In accordance with the attached Order, Sunshine’s Motion for Partial Summary Judgment seeking to evict Kmart is granted in part and denied in part. Sunshine’s motion is granted as to the breach-of-contract claim and denied as to the request for eviction. Kmart’s cross-motion is denied entirely. 
      
      . The food items include, inter alia, cereals, non-dairy creamers, teas, coffees, drink mixes, sodas, fruit juices, canned goods, salad dressings, various condiments, assorted boxed rice dishes, and assorted boxed pasta dishes. See PL's Statement of Facts, Exhibit E, for a complete list of the food items which Sunshine claims Kmart is selling in violation of its lease.
     
      
      . Paragraph 25 of the lease agreement provides in relevant part:
      If Tenant shall be in default under any other provision of this lease and shall remain so for a period of thirty (30) days after notice to Tenant of such default, then Landlord may, by giving notice to Tenant at any time thereafter during the continuance of such default, either (a) terminate this lease, or (b) re-enter the demised premises by summary proceedings or otherwise, expel Tenant and remove all property therefrom. ...

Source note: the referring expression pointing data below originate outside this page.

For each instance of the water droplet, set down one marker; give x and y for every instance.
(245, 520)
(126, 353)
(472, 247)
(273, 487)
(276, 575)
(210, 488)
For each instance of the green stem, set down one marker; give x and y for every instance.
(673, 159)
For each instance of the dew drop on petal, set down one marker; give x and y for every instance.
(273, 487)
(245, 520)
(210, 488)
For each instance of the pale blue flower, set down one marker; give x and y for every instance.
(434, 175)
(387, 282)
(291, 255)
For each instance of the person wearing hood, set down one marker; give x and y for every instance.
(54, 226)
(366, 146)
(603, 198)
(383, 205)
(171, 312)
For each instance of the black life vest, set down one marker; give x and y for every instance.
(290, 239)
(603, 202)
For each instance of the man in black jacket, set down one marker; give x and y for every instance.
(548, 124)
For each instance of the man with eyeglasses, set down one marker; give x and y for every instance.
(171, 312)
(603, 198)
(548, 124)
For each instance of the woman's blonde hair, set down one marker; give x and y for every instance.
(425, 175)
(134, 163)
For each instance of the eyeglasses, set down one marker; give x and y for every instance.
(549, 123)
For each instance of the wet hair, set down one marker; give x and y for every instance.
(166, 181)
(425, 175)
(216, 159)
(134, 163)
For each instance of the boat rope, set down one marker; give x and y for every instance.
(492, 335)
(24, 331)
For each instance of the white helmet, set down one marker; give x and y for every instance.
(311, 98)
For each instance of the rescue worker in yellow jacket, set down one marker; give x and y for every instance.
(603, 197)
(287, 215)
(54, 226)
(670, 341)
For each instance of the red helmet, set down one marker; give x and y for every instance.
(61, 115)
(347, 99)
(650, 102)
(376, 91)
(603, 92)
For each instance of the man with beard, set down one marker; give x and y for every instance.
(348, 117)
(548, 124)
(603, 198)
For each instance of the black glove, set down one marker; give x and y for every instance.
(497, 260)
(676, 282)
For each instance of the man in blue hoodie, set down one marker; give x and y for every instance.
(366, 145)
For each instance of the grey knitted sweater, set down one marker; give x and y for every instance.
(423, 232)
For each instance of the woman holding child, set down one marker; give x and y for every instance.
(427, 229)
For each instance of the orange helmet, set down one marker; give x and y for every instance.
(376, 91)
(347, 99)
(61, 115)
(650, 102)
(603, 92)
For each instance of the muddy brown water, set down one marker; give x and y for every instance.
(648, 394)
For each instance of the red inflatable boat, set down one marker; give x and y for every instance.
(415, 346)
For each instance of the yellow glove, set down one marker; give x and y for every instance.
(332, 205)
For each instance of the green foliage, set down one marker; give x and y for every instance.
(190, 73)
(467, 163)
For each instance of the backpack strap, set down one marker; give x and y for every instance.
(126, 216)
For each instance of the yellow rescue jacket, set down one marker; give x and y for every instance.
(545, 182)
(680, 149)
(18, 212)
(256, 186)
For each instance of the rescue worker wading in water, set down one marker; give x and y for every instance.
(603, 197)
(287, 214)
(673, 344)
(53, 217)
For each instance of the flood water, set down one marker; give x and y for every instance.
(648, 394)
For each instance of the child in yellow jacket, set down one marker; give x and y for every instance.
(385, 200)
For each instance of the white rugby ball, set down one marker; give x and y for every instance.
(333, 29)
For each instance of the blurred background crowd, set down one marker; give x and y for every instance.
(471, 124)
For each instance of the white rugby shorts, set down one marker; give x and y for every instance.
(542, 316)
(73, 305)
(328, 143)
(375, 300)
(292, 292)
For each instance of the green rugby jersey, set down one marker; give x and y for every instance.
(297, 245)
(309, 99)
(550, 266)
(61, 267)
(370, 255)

      Def.’s Statement o£ Facts, Exhibit 2.
     
      
      . In the Memorandum Opinion, this Court granted Sunshine’s Motion for a Preliminary Injunction in part by prohibiting Kmart from expanding its food product line pending final adjudication. See Mem.Op. at 7.
     
      
      . Pursuant to Title 1, Section 4 of the Virgin Islands’ Code, the Restatement is the governing law in the Virgin Islands when no other superceding authority exists.
     
      
      . Paragraph 39 provides, in relevant part, that "[t]he failure of either party to ... exercise any right, remedy or election herein contained, shall not be construed as a waiver or relinquishment for the future ... right to exercise such right, remedy or election....” Def.’s Statement of Facts, Exhibit 2.
     
      
      . Because the Court finds that there was no reasonable reliance on the part of Kmart, Kmart's laches defense must likewise fail.
     
      
      . The letter provides, in pertinent part: "My clients note that such items as rice and coffee are being sold from the store. This seems to violate the letter and spirit of the prohibition. I would like to hear your thoughts on this.” Def.'s Statement of Facts, Exhibit 17.